I've never seen sliced blue cheese. Had a blue cheese burger at Hooters once. Nasty, too much cheese.

I don't press the patties just season the meat, shape and put on the grill. No middle indentation, tried it but it didn't work for me or so I thought. Good meat, good seasoning, even thickness, hot fire, cook quickly, no shrinkage. Perfect.


----------



## wooleybooger (Feb 23, 2019)

ClarenceBauer said:


> All the Hamburger cookers need to follow the method used by Dyer's in Tenn.
> They have saved the grease for 103 years & use it to cook their burgers each day.
> When they open a new restaurant there is a police escort to the new location to deliver the grease.
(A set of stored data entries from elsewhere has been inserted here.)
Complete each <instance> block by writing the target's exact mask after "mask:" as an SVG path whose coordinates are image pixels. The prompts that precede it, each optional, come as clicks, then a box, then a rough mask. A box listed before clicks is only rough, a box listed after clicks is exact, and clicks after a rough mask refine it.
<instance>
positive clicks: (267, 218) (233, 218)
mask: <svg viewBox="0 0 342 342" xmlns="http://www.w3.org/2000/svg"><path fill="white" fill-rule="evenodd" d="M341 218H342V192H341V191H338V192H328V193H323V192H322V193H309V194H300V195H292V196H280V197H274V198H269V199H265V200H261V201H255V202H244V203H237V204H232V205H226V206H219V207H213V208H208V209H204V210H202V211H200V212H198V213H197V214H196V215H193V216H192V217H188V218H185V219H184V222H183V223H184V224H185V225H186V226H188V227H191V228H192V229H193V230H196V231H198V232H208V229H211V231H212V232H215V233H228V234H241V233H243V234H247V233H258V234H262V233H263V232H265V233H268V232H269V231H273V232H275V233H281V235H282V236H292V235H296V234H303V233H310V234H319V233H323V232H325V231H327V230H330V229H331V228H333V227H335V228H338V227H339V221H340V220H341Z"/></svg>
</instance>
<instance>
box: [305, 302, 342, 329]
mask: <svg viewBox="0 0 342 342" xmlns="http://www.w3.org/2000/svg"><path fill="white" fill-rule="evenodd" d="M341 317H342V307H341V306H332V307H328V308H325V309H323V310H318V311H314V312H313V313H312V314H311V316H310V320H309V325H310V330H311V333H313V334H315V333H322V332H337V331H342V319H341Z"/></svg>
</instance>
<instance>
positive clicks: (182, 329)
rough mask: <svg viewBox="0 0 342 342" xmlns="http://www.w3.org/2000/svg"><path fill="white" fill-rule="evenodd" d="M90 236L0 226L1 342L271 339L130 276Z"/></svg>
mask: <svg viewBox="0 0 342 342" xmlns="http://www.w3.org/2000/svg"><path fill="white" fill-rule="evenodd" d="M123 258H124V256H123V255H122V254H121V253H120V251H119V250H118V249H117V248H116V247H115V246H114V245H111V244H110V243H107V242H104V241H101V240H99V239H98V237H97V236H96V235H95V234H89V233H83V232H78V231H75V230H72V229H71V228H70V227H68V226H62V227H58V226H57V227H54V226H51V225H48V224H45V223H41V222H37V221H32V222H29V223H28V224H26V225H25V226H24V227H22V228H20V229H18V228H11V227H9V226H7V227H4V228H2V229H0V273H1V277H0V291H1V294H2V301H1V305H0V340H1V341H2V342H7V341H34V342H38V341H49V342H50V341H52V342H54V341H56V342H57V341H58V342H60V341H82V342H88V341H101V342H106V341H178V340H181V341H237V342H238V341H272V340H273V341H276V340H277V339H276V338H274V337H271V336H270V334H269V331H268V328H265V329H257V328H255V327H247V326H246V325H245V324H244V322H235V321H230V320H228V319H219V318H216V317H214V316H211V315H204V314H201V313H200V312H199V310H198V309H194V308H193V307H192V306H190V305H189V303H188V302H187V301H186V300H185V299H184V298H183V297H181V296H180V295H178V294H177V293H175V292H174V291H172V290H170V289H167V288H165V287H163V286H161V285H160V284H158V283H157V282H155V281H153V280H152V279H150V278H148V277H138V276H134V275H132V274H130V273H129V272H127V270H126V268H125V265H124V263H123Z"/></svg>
With proper meat you don't get enough grease to save. JMO.


----------



## Nik333 (Mar 1, 2015)

ClarenceBauer said:


> All the Hamburger cookers need to follow the method used by Dyer's in Tenn.
> They have saved the grease for 103 years & use it to cook their burgers each day.
> When they open a new restaurant there is a police escort to the new location to deliver the grease.



From 103 years ago?


Nowadays, they know overheated grease causes radical free fatty acids that cause the 'greasy spoon restaurants'. Upset stomach & a film of grease all over.


----------



## Colbyt (Jan 27, 2014)

How to make perfect, equal size burgers.


Buy a set of this exact style measuring cups (straight lip). https://www.amazon.com/Stainless-Steel-Measuring-Laxinis-Stackable/dp/B07KDXVMBZ/ref=sr_1_8?crid=3K48MSUWG7LJ3&dchild=1&keywords=ss+measuring+cup&qid=1592482704&sprefix=ss+measuring+%2Caps%2C169&sr=8-8

Turn your 1-3 pounds of meat out onto wax paper and decide what weight burger you want:
1/3 cup = 6/1 patty (2.6oz)
1/2 cup = 4/1 patty (4 oz)
1 cup = 2/1 patty (8oz)


Flatten the meat to slightly thicker than the selected cup. Cut out meat pucks by pressing down like a cookie cutter and set them aside.


Hand press, use a plate to flatten or buy an adjustable burger press.


----------